Steven Hyden’s TWILIGHT OF THE GODS: A JOURNEY TO THE END OF CLASSIC ROCK

Steven Hyden
Twilight of the Gods: A Journey to the End of Classic Rock
2018, Dey St.

In this addictively readable book, Steven Hyden opens with a story that most music nerds our age (Hyden, born in 1977, and me, born in 1976) know well.

It’s the story of having your head cracked open like an egg by classic rock radio back in the day. Where did I hear “Baba O’Riley” and “Stairway to Heaven” for the first time? I couldn’t tell you for sure, but I’m fine with giving the credit to KZPS, the classic rock station in Dallas when I was a teenager. My sources at Google tell me that it’s a country station now, but once upon a time it was the spot in my city for Jethro Tull and Lynyrd Skynyrd and Peter Frampton all splattered together on the same canvas each day. Everything that Hyden writes here about his hometown station WAPL applies to KZPS. He was in Wisconsin and I was in Texas, but we were both listening to same damn thing.

Hyden captures youthful discovery and how something as simple as a standard radio playlist of classic hits (that are new to a kid) can inspire lifelong curiosity. When music becomes more than mere audio wallpaper for you and becomes a place to go, a location as real to you as anything on a map, you eventually get interested in other places to go. When you like Pink Floyd’s radio standards, you might graduate to their albums. From there, the real freaks will dig into Floyd’s roots and contemporaries and maybe even explore later bands who picked up the baton.
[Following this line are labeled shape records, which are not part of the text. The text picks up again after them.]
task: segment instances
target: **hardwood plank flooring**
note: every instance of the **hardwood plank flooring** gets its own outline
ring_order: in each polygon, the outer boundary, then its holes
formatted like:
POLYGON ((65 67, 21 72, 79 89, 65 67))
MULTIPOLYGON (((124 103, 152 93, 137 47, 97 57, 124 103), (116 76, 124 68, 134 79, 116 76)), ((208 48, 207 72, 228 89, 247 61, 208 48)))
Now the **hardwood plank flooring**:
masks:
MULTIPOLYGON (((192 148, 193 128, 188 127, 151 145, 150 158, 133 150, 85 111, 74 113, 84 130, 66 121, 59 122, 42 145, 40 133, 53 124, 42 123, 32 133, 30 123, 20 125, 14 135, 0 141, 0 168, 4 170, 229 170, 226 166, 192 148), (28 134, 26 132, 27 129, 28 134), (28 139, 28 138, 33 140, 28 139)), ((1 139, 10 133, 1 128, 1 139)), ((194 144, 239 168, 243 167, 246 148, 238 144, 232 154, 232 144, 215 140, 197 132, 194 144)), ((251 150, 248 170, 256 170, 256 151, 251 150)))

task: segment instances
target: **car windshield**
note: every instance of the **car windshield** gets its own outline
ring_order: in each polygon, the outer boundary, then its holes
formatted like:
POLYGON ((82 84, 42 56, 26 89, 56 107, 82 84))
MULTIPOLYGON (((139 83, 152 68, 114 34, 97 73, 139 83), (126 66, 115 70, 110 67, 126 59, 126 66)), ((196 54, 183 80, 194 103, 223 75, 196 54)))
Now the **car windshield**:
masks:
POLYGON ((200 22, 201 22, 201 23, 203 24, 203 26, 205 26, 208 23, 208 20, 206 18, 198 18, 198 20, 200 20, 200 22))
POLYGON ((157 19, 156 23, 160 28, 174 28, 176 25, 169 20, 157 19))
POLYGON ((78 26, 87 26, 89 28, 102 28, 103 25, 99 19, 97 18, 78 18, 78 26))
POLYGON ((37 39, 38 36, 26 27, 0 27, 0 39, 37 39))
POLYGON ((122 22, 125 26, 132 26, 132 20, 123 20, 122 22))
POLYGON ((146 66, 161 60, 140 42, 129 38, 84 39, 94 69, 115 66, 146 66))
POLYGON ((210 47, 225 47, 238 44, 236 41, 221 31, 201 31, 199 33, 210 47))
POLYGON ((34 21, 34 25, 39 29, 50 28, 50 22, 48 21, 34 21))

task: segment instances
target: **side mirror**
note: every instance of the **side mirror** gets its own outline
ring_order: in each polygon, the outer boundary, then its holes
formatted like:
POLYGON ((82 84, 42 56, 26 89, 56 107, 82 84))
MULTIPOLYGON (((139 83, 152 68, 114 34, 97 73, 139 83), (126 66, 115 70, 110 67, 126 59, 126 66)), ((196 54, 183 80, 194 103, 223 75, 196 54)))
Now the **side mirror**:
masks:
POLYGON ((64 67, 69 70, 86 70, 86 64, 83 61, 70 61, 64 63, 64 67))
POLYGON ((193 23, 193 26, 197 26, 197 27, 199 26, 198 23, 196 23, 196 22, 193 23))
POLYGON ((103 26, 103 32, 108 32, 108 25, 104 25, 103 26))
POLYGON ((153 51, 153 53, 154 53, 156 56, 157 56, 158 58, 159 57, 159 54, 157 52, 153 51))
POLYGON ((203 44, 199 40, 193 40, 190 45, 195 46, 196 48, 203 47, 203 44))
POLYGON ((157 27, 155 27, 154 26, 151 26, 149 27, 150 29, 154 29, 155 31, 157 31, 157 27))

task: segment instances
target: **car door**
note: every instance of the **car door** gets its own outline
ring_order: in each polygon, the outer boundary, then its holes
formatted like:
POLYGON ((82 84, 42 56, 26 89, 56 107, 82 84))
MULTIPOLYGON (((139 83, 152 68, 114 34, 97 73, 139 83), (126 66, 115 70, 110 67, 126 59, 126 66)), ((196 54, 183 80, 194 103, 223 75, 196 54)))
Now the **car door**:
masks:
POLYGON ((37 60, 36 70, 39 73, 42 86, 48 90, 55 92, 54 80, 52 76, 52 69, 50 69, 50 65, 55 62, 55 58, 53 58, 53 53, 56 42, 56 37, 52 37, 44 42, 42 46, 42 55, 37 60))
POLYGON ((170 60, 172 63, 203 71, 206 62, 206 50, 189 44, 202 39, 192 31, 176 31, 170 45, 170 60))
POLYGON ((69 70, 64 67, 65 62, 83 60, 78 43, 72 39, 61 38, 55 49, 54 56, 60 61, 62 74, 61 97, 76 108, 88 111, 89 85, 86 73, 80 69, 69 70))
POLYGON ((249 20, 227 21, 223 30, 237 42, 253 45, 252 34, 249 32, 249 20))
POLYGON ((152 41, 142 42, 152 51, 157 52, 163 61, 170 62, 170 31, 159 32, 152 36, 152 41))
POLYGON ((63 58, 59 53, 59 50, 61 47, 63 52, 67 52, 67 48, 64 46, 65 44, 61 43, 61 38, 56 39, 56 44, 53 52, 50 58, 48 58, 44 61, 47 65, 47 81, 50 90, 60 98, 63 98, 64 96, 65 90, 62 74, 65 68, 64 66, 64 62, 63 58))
This can get messy, but when you’re a music nerd, you enjoy that.

Still, this book’s meat is its examination of the present day. When Hyden expends several pages on appreciation for the likes of Led Zeppelin, The Grateful Dead, AC/DC, and Black Sabbath (and a lot more), his impressions simultaneously reflect the young man’s awe and the seasoned culture critic’s head for analysis. When he writes about the past, the present always burns at the edges.